Previously in “teachers assessing agile teams”
In my previous post, I derived a lightweight model for building team and product metrics from the Kirkpatrick model, which is normally used to assess training effectiveness.
A key theme was that we should think about what, specifically, we want to learn from our metrics before adopting any typical “agile,” or “product” metrics out of the box.
The result was a series of questions that you would want to use your metrics to answer. The questions are, similar to the Kirkpatrick model, taken from different levels or perspectives. But you do not need to answer all the questions with a fleet of metrics. Instead, you choose your focus based on the benefit and the relative effort needed to create an assessment based on only 1 or 2 perspectives/levels.
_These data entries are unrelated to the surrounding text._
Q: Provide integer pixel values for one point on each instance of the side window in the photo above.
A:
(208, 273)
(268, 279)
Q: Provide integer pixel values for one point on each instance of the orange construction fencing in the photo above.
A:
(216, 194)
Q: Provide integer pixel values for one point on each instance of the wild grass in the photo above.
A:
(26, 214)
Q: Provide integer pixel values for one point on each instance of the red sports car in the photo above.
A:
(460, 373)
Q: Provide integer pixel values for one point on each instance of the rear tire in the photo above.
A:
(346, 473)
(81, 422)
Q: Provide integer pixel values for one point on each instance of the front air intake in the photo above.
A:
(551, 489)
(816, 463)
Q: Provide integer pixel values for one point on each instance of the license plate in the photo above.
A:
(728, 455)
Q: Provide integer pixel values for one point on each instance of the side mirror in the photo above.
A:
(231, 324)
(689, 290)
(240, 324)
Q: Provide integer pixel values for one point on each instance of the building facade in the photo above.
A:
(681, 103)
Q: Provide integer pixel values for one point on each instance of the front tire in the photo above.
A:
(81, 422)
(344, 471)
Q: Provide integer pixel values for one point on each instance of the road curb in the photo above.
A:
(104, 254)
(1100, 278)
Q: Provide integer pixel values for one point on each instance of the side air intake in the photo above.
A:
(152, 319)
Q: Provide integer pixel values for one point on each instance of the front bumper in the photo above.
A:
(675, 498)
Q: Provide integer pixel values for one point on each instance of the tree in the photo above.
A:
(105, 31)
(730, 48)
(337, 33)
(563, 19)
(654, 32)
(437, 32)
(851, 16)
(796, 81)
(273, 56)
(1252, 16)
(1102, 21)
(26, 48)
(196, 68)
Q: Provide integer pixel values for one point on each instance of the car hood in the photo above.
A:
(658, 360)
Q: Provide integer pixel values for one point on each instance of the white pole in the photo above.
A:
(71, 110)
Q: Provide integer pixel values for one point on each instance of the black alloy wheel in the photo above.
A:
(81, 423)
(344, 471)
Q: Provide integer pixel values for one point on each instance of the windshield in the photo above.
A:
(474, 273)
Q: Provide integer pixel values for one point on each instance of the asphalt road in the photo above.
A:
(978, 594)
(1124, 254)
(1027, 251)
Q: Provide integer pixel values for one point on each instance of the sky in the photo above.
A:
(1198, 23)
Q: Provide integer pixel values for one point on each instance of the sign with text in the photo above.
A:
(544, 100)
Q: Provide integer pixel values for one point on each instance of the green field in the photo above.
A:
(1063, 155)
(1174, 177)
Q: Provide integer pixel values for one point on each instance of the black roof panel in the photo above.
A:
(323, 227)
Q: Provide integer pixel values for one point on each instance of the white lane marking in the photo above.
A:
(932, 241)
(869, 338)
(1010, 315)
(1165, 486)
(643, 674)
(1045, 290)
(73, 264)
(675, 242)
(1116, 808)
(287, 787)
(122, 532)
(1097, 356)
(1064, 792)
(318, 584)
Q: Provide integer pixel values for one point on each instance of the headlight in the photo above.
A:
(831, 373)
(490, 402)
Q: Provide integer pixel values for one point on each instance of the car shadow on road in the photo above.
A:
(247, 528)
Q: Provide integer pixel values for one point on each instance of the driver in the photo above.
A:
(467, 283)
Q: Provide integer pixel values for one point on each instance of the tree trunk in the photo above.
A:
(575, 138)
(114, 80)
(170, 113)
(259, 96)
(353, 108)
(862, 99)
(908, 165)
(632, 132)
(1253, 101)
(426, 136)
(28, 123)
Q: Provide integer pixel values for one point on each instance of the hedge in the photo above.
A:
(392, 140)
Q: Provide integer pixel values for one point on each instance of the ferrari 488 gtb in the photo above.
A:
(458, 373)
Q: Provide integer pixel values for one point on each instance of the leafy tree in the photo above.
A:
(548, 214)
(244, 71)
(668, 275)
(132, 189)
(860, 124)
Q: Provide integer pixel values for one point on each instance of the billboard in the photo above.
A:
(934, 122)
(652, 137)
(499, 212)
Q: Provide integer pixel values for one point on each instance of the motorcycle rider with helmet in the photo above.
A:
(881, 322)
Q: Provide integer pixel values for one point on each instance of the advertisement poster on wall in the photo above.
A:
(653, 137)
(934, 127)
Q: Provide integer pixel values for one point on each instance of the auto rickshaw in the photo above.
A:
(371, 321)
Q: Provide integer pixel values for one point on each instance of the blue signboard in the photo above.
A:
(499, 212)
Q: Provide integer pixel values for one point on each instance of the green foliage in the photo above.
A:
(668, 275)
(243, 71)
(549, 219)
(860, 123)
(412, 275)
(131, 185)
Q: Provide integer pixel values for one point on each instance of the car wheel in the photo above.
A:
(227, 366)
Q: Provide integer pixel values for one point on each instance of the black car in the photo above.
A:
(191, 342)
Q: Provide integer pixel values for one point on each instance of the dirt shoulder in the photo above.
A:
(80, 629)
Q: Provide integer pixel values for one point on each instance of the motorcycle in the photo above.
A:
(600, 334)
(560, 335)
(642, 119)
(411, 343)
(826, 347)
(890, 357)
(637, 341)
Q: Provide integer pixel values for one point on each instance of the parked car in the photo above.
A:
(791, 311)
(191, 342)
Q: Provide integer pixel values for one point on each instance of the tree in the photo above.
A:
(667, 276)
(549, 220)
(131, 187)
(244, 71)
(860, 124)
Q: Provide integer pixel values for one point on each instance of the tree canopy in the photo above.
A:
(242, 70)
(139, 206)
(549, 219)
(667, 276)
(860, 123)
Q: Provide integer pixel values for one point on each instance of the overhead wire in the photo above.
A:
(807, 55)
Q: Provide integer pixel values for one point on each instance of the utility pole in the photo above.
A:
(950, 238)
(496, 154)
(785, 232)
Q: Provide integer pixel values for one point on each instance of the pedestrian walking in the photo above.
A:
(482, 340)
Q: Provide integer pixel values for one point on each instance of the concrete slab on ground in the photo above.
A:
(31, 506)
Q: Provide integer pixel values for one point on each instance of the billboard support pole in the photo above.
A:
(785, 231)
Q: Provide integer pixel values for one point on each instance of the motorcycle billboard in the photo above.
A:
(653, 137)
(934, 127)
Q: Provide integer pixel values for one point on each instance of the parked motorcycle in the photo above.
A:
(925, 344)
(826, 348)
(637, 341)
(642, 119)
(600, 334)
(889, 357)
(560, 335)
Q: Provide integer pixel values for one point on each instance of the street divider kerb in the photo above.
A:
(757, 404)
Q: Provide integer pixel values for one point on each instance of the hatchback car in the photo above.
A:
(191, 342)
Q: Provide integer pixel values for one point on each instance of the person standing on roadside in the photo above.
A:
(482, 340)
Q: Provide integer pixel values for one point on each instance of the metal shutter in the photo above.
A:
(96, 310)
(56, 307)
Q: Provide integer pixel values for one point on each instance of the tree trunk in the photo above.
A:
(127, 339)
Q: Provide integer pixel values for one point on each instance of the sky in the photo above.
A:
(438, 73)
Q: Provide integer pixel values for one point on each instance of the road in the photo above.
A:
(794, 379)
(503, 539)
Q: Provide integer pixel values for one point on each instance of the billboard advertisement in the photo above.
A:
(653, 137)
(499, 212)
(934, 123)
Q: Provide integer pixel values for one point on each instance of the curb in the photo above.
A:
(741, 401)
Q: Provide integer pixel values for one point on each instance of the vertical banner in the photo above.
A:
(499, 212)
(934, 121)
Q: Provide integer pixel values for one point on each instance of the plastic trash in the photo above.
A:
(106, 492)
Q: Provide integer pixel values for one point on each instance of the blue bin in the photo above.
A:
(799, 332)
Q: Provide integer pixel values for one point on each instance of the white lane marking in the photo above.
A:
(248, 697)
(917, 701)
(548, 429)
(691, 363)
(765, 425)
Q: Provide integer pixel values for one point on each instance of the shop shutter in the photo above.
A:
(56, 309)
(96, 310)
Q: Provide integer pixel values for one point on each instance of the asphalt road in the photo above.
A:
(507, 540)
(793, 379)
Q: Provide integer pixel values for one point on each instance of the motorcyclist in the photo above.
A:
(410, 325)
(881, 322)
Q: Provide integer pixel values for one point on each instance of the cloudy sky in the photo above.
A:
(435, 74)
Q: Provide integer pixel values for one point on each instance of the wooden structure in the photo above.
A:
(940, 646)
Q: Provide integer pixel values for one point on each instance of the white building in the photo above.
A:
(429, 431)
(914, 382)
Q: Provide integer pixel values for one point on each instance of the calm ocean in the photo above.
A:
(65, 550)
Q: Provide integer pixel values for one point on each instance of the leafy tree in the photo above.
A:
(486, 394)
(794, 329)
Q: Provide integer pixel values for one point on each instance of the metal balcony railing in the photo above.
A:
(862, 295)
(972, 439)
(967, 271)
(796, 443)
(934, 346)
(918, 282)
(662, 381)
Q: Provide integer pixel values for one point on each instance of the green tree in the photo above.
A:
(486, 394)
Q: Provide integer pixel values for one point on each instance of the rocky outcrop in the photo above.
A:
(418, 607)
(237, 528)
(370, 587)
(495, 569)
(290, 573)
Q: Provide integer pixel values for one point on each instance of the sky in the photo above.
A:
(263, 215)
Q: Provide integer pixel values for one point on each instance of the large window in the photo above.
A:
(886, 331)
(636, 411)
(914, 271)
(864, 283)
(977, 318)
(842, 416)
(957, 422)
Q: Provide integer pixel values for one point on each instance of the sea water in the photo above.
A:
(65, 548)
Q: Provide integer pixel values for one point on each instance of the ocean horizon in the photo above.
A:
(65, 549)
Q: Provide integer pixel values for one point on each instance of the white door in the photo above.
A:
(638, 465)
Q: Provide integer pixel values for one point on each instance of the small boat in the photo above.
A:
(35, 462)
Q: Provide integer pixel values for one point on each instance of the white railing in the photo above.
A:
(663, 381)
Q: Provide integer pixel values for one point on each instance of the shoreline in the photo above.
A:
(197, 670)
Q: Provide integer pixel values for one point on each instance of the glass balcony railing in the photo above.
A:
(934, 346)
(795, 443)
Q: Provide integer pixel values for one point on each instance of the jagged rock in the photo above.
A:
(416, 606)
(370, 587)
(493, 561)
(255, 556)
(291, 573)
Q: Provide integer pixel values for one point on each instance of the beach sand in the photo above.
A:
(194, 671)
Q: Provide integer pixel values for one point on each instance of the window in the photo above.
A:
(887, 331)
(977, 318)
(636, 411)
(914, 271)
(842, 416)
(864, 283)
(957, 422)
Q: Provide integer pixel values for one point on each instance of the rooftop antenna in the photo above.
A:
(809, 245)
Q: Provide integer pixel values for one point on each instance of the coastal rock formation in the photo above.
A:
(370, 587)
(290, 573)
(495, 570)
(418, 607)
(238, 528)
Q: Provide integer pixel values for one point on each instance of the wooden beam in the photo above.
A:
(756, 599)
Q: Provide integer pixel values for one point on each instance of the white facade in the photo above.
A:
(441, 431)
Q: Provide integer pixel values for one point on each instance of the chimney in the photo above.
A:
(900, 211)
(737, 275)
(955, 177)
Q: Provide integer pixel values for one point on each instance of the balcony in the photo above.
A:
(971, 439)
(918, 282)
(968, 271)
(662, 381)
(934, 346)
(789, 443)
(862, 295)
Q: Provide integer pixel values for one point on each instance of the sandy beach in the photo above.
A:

That way, you only measure 1 or 2 things at a time, allowing you and the team to focus on learning from the assessment rather than capturing and reporting data.
This is the first cut of the model that I played with as I created the post:
Using this model (or a similar one) we can combine data, feedback and team meetings to build a basis for team learning. We can also use a basic communication plan to decide on how we use the same (or additional) information to keep the team’s stakeholders well informed.
The story continues
Coaches, like teachers should be good at assessing assessing performance, results and improvement.
Assessment in education is quite sophisticated these days. In fact, from my reading as an outsider, we can look at 4 distinct types of assessment that are in common use, all of which include feedback loops, achieve specific goals and support continuous growth.
|Diagnostic||Creating a baseline of where a student or cohort is at across the board||Understanding overall learning needs and maturity||Instructional designers; Administrators assigning students to classes; Teachers building a curriculum|
|Summative (or “high stakes”)||Evaluating whether learning goals were achieved||Recognising and certifying the outcomes of learning||Assessors awarding a qualification; Teachers evaluating student achievement|
|Formative (or “low stakes”)||Providing useful feedback during the learning process||Creating useful feedback that assists ongoing learning||Students as they learn; Teachers adapting their lesson to student needs|
|Ecosystem||Assessing both whether the current curriculum is valuable and whether the overall system of learning is as helpful as it might be||Making education relevant and removing systemic impediments to learning||School management; Teachers working on improvement beyond the classroom|
How is that relevant to agile teams?
The approach that educators take to assessment is different to what many agile teams (and agile managers) currently do.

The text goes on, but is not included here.